The brilliant satirical website Babylon Bee recently posted another gem of a faux headline:  Awesome: Netflix Will Now Just Pump Septic Waste Straight Into Your Living Room,” poking fun at the streaming entertainment service’s reputation for pushing increasingly controversial and offensive content. But Netflix’s latest offering is no joke: a French flick that veers dangerously close to outright child pornography.

Cuties (originally titled Mignonnes), which debuted Thursday on Netflix, is the story of Amy, 11, a Senegalese girl growing up in Paris who rebels against her conservative Muslim immigrant family and seeks the approval of a bullying quartet of fellow 11-year-old girls who are absolutely clueless about sex but who nevertheless believe dressing and acting like prostitutes is the key to popularity (the ages of the actresses at the time of filming are unclear, but reportedly range from 11-14). Their aimless lives center on rehearsing sexed-up choreography to a rap song for a local dance contest.

As Amy becomes desperate to escape the stultifying, traditional expectations of the women in her family, she exhibits increasingly wanton behavior, such as posting a pic of her genitalia on social media and teaching the other girls how to rev up their dance routine by twerking (if you are mercifully ignorant about twerking, it’s a very popular move derived from strip-club lap dancing, in which females squat and shake their rear ends up and down like primates presenting themselves for mating; needless to say, this is wildly inappropriate for pre-teens). The movie climaxes, so to speak, in an extended, raunchy dance performance in which the camera lingers disturbingly on the scantily-clad little girls’ pelvic gyrations, come-hither looks, and suggestive touching – of themselves and each other.

SPOILER ALERT:

During the performance, Amy is horrified onstage by the sudden revelation of what she has become, and she turns her back on both that path and her family's traditions, to find liberation in her own identity. But the transcendent ending feels utterly tacked-on, and it is too little, too late to rescue the film from the sense that we have been trapped in a pedophile’s dream.

END SPOILER

Cuties has lit such a firestorm of controversy and anti-Netflix backlash that the hashtag #CancelNetflix has been trending on Twitter as people cancelled their subscriptions en masse in protest. Politicians have even weighed in. Sen. Josh Hawley called out Netflix on Twitter, with a screenshot highlighting posts to the parental guidance page of the Internet Movie Database (IMDb), where warnings about nudity and sexual scenes are shown. Those warnings (see below) have since mysteriously disappeared from IMDb.

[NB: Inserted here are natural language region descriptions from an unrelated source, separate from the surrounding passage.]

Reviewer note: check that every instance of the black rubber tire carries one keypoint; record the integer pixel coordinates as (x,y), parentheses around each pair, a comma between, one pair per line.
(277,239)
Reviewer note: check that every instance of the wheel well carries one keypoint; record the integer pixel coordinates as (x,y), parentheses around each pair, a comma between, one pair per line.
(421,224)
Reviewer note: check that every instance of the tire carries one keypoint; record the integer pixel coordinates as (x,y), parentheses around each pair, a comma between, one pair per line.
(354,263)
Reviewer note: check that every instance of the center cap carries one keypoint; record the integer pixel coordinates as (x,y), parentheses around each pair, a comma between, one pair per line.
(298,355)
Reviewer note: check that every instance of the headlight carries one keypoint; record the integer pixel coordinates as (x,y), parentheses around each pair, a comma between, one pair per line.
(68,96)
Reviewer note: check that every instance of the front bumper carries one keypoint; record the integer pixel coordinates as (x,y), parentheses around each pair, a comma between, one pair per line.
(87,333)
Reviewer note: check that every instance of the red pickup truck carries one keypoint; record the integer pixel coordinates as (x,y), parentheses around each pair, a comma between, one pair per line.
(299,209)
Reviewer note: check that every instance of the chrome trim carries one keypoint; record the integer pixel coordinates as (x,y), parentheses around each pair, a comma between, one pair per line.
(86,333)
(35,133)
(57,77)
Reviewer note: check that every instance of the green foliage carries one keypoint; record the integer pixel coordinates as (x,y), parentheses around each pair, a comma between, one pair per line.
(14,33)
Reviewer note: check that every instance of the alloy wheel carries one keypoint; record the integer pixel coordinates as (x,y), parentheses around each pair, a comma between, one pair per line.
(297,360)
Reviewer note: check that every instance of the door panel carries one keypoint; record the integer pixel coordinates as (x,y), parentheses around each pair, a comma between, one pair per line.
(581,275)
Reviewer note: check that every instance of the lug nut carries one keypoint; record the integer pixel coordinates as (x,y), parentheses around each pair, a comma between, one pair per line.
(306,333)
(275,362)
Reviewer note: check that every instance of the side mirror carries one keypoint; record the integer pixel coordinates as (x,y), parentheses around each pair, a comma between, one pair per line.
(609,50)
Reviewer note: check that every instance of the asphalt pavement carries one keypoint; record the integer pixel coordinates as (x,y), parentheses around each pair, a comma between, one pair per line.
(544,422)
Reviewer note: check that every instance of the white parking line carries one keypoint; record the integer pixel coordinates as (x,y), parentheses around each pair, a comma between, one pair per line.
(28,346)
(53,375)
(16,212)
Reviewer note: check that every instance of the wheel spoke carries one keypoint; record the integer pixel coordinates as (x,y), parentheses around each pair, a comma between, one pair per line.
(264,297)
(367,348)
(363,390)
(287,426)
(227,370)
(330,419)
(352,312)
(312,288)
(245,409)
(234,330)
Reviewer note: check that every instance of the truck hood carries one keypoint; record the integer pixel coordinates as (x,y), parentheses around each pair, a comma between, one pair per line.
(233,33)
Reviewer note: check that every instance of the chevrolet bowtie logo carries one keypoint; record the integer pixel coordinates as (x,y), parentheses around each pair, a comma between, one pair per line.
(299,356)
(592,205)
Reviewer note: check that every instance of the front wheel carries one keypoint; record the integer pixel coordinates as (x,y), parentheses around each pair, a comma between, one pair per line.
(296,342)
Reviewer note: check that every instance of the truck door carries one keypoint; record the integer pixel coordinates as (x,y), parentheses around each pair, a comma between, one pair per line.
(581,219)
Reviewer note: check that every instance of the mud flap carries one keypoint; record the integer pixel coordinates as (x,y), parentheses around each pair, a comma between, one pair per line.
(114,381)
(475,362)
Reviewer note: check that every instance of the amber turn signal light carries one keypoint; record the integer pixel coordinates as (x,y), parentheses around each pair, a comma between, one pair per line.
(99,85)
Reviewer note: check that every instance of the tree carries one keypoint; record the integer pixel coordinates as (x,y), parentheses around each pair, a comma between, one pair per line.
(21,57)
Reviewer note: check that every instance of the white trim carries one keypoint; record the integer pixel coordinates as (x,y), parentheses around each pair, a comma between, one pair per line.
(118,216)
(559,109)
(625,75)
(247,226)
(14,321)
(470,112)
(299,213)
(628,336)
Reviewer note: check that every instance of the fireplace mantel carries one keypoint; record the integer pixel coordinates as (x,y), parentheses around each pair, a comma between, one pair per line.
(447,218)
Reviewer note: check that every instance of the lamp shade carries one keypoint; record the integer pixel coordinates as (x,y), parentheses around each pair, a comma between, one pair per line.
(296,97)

Sen. Ted Cruz has written to Attorney General William Barr requesting an investigation into whether the production or distribution of the film has broken any laws against child pornography.

Netflix did concede that its marketing for the film – a movie poster depicting the little girls posing provocatively like strippers – was, to put it mildly, a mistake, and it apologized in the wake of an earlier tsunami of justifiable public outrage. But Netflix stands by the film itself. “Cuties is a social commentary against the sexualization of young children,” a spokesperson said in its defense. “It’s an award-winning film and a powerful story about the pressure young girls face on social media and from society more generally growing up — and we’d encourage anyone who cares about these important issues to watch the movie.”

Oh, so it’s social commentary! It’s art! And it’s award-winning! That’s okay, then. Carry on.